La Chine fut le premier pays au monde à décréter l'introduction de l'espéranto dans les écoles d'enseignants en 1912 grâce à Cai Yuanpei, ministre de l'éducation du gouvernement de Sun Yatsen.
Un journal rédigé à Paris en espéranto par des étudiants chinois parut en 1907 sous le titre "Nova Tempo“ (Temps nouveau). La langue bénéficia à travers son histoire de l'appui de nombreux intellectuels éminents. Parmi les plus connus, il y a Cai Yuanpei dont la mémoire n'est pas effacée, puisqu'un timbre-poste lui a été consacré et puisqu'un programme prioritaire lancé pour 2013 par le service pour la science et la technologie de l’Ambassade de France en Chine porte son nom.
Lorsqu'il devint recteur de l'Université de Pékin à partir de 1917, Cai Yuanpei organisa des cours d'espéranto et invita des conférenciers espérantophones étrangers, en particulier le poète et écrivain russe, aveugle et intrépide Vassili Erochenko, une figure légendaire.
En 1921, la Chine fut l'un des 14 pays qui déposèrent une proposition à la Société des Nations afin qu'elle recommande l'enseignement universel de l'espéranto dans les écoles comme langue auxiliaire internationale". L'opposition la plus farouche vint de l ' État français.

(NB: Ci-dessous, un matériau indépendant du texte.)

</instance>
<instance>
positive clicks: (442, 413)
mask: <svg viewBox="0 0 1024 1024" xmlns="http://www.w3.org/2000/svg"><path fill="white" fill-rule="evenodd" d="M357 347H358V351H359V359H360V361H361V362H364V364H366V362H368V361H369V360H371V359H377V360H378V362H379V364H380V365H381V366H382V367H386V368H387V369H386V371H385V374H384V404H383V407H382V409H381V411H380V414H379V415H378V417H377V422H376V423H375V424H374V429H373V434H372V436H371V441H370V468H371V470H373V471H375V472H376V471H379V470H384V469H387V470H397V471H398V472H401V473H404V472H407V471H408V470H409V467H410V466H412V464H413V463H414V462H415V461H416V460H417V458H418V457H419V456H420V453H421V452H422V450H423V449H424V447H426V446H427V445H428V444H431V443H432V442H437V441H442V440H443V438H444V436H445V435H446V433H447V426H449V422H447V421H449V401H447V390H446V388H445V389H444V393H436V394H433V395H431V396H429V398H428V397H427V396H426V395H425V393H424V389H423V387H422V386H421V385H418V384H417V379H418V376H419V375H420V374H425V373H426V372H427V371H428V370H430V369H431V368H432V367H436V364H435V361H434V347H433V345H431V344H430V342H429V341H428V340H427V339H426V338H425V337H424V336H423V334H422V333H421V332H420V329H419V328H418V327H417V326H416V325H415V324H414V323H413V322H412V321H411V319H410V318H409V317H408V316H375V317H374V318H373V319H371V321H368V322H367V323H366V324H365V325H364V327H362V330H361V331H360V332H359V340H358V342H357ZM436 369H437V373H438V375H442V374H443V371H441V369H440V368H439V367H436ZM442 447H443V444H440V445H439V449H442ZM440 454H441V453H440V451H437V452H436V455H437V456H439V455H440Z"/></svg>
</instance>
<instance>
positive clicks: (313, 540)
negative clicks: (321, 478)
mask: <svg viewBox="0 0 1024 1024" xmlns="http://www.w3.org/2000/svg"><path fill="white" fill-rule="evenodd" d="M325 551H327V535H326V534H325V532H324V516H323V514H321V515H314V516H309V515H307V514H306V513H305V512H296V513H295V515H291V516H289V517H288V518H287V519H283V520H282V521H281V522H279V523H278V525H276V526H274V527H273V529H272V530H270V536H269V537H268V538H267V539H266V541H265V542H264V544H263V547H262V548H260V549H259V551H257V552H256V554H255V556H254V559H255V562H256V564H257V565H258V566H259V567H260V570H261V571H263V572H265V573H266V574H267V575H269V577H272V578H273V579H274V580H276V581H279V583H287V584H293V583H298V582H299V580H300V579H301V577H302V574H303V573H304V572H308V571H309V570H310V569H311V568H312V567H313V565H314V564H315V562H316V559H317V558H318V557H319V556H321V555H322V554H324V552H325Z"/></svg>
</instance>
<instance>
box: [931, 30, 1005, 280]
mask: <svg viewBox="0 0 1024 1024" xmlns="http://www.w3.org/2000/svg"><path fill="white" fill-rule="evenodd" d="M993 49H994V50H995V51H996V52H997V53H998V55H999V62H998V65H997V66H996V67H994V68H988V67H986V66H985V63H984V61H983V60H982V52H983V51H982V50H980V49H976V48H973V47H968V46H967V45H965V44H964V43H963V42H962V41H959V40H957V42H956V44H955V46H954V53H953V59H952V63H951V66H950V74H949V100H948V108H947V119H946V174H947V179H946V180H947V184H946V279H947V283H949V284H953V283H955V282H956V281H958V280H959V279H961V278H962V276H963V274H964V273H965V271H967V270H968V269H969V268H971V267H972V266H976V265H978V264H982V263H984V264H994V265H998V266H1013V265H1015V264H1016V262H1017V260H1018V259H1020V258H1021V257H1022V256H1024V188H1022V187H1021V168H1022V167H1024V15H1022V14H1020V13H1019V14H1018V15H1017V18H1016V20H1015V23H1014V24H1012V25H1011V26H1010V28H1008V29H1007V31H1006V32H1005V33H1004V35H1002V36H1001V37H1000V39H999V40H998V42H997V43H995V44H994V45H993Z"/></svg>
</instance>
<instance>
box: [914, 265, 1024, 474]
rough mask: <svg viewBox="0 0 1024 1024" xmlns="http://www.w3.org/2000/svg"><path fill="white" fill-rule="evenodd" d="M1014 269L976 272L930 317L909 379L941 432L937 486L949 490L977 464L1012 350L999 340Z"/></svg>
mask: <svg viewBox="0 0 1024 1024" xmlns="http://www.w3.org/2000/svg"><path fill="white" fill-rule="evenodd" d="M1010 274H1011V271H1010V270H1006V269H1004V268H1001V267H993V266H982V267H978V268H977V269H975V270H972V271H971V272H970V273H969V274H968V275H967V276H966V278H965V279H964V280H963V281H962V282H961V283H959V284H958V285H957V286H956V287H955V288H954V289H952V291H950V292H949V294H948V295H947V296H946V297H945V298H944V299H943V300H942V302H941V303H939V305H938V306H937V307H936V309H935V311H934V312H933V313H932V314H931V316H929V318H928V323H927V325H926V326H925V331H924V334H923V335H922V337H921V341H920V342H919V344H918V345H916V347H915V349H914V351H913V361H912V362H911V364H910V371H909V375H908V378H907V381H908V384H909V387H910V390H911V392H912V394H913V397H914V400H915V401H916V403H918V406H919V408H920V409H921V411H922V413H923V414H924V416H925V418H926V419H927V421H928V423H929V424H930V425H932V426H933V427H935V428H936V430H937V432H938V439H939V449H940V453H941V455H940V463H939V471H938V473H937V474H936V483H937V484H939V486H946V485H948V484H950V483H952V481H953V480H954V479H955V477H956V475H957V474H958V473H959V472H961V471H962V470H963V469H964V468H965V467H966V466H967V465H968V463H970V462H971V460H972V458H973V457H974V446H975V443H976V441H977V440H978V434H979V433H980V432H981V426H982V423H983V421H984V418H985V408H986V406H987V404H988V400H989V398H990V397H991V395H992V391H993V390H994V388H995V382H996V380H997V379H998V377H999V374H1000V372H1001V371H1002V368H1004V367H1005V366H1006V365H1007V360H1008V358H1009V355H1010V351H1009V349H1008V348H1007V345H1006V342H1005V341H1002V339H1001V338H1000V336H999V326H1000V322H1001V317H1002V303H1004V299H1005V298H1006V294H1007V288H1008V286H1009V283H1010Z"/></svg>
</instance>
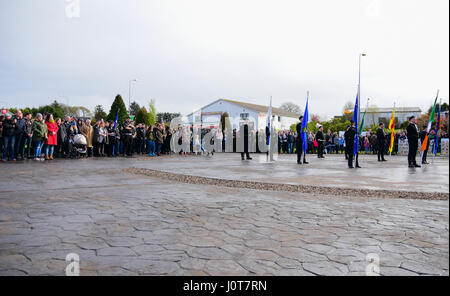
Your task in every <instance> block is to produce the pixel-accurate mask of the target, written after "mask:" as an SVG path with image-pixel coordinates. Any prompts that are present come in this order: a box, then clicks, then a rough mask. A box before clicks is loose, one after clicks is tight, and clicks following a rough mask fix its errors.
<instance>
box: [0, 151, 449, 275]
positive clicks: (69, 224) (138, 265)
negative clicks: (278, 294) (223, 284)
mask: <svg viewBox="0 0 450 296" xmlns="http://www.w3.org/2000/svg"><path fill="white" fill-rule="evenodd" d="M387 159H388V162H387V163H383V164H379V163H378V162H377V161H376V156H362V157H361V165H362V166H363V167H364V168H363V169H359V170H349V169H348V168H346V163H345V160H344V159H343V157H342V156H329V157H327V158H325V159H323V160H319V159H317V158H315V157H313V156H309V159H308V160H309V161H310V165H308V166H298V165H296V164H295V156H294V155H289V156H285V155H281V156H280V157H279V159H278V161H277V162H276V163H271V164H267V163H260V162H259V159H258V156H257V155H254V160H252V161H241V160H240V155H239V154H217V155H214V157H212V158H209V157H203V156H198V157H193V156H188V157H181V156H170V157H163V158H159V159H155V158H152V159H150V158H138V157H135V158H132V159H129V158H119V159H109V158H108V159H80V160H55V161H52V162H45V163H36V162H32V161H27V162H23V163H20V162H19V163H5V164H1V166H2V168H3V172H5V173H3V174H1V175H0V184H1V189H2V190H1V191H0V275H61V276H62V275H65V269H66V266H67V265H68V263H69V262H66V260H65V259H66V255H67V254H69V253H76V254H78V255H79V257H80V269H81V270H80V275H366V268H367V266H368V264H369V262H368V258H373V257H374V256H376V257H377V258H379V267H380V268H379V271H380V274H381V275H449V271H448V269H449V201H448V192H449V179H448V177H449V176H448V169H449V162H448V158H436V159H435V160H434V163H433V164H432V165H428V166H426V167H424V168H422V169H408V168H407V166H406V162H407V161H406V158H405V157H397V156H395V157H391V158H389V157H388V158H387ZM129 168H138V169H153V170H158V171H164V172H168V173H176V174H184V175H190V176H203V177H210V178H217V179H226V180H241V181H242V180H244V181H258V182H268V183H276V184H280V186H281V187H282V184H296V185H301V184H305V185H315V186H326V187H332V188H336V192H335V193H334V194H315V193H304V192H287V191H283V188H280V189H279V190H276V191H271V190H255V189H248V188H240V187H235V188H233V187H229V186H218V185H210V184H192V183H185V182H178V181H174V180H169V179H164V178H162V177H161V176H156V175H155V176H151V175H150V176H148V175H145V174H140V173H139V172H137V173H132V172H130V170H127V169H129ZM355 184H356V185H355ZM352 186H357V187H358V188H361V189H365V190H390V189H393V190H394V189H395V190H399V191H405V192H408V191H410V192H435V193H437V194H440V195H439V196H440V197H441V198H440V199H441V200H421V199H408V198H401V199H400V198H377V197H372V196H370V197H369V196H366V195H364V194H363V193H362V194H360V195H358V194H355V195H354V196H349V195H348V194H340V191H339V188H351V187H352ZM327 192H328V191H327ZM362 192H363V191H362ZM442 196H444V197H445V196H446V198H442Z"/></svg>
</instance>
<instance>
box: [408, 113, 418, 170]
mask: <svg viewBox="0 0 450 296" xmlns="http://www.w3.org/2000/svg"><path fill="white" fill-rule="evenodd" d="M406 136H407V138H408V146H409V151H408V167H410V168H414V167H416V168H420V165H418V164H417V163H416V155H417V149H418V148H419V134H418V132H417V126H416V118H415V117H414V116H411V117H410V118H409V124H408V126H407V127H406Z"/></svg>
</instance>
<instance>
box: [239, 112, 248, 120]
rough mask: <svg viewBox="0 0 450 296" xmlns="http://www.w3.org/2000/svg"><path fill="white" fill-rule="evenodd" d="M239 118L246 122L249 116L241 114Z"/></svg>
mask: <svg viewBox="0 0 450 296" xmlns="http://www.w3.org/2000/svg"><path fill="white" fill-rule="evenodd" d="M240 117H241V120H247V119H248V117H249V114H248V113H241V115H240Z"/></svg>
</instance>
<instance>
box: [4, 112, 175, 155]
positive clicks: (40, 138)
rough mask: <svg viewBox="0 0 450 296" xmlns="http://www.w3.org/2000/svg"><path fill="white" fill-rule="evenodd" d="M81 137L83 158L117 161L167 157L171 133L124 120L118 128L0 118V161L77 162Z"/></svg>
mask: <svg viewBox="0 0 450 296" xmlns="http://www.w3.org/2000/svg"><path fill="white" fill-rule="evenodd" d="M76 135H83V137H84V139H85V146H86V147H85V148H86V156H87V157H92V156H95V157H107V156H108V157H117V156H132V155H133V154H134V153H136V154H142V155H143V154H148V155H149V156H151V157H154V156H161V155H162V154H169V153H170V139H171V136H172V133H171V130H170V129H169V128H168V127H166V126H165V125H164V124H163V123H159V122H158V123H156V124H155V125H153V126H149V127H146V126H144V125H143V124H135V122H133V121H131V118H130V117H128V118H127V119H126V121H125V122H124V123H123V124H122V125H117V124H115V122H114V121H104V120H103V119H100V120H96V122H95V123H94V124H92V123H91V120H90V119H85V120H83V119H77V118H75V117H70V116H66V117H65V118H64V119H61V118H53V115H52V114H40V113H38V114H36V116H35V117H34V118H33V117H32V115H31V114H30V113H26V114H22V112H21V110H17V112H16V114H15V115H14V116H13V115H11V114H6V115H5V116H0V156H1V159H2V161H7V160H10V161H17V160H24V159H34V160H40V161H43V160H53V159H54V158H77V157H78V156H79V155H77V151H76V150H74V149H73V146H74V140H73V139H74V137H75V136H76Z"/></svg>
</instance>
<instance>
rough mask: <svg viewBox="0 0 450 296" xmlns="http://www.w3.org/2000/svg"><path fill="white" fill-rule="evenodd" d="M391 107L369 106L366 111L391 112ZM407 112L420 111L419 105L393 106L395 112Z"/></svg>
mask: <svg viewBox="0 0 450 296" xmlns="http://www.w3.org/2000/svg"><path fill="white" fill-rule="evenodd" d="M392 109H393V107H387V108H384V107H383V108H380V107H369V108H368V109H367V113H389V112H392ZM364 111H365V108H361V112H364ZM408 112H420V113H421V112H422V109H420V107H395V113H408Z"/></svg>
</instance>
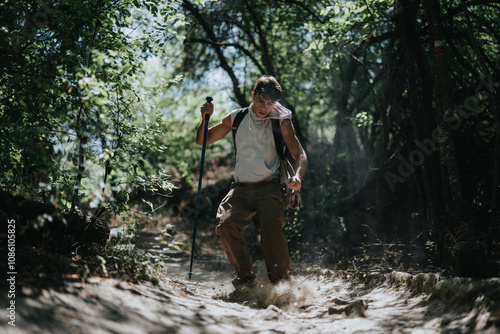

Malgré tout, un rapport tout à fait favorable de la SDN fut publié le 21 septembre 1922. Sa lecture, soit en français soit en anglais, permet de se rendre compte que le problème de la communication, en même temps que celui de l'analphabétisme, auraient été résolus depuis longtemps sans cet aveuglement qui se manifeste encore aujourd'hui en France. Le sujet est tabou dans un pays encore sous somnifère où s'exerce un conditionnement pour le tout-anglais alors qu'il n'y a pas de chemin linguistique plus court que l'espéranto pour les échanges et les relations entre la France et la Chine ou quelque autre pays allophone que ce soit.
L'espéranto reçut aussi le soutien de deux des plus grandes figures de la littérature chinoise, Lu Xun et surtout Ba Jin, qui le pratiqua. Même Mao Tse Toung approuva son utilisation, et certaines de ses oeuvres parurent dans cette langue. Toutefois, la plus grande victime de la "Révolution culturelle" (1966-1968) fut le poète Armand Su (Su Chengzong, 1936-1990) condamné à 15 ans de prison en raison de sa correspondance en espéranto et de son utilisation littéraire. Il fut libéré et déclaré non coupable en 1978.
C'est grâce au soutien de divers pays dont la Chine que la recommandation de l'espéranto par l'Unesco fut adoptée par sa Conférence générale de 1985 à Sofia.Aujourd'hui, c'est en Chine qu'apparaît le plus grand intérêt pour l'application pratique, commerciale, technique et scientifique pour l'espéranto. La Chine est en tête pour son enseignement au niveau supérieur avec 18 universités, suivie par le Japon (6), l'Allemagne, la Pologne, la Russie et les États-Unis (4).
Enfin, c'est aussi en Chine, à l'initiative de Dennis Edward Keefe, originaire des États-Unis, et de Trigo (Wuhan) qu'a été lancée une université d'espéranto sous le nom d'Esperanto-Insulo sur l'île de Hainan, proche du Vietnam. Elle dure un mois par an et a pour but de faire de l'espéranto une langue d'enseignement.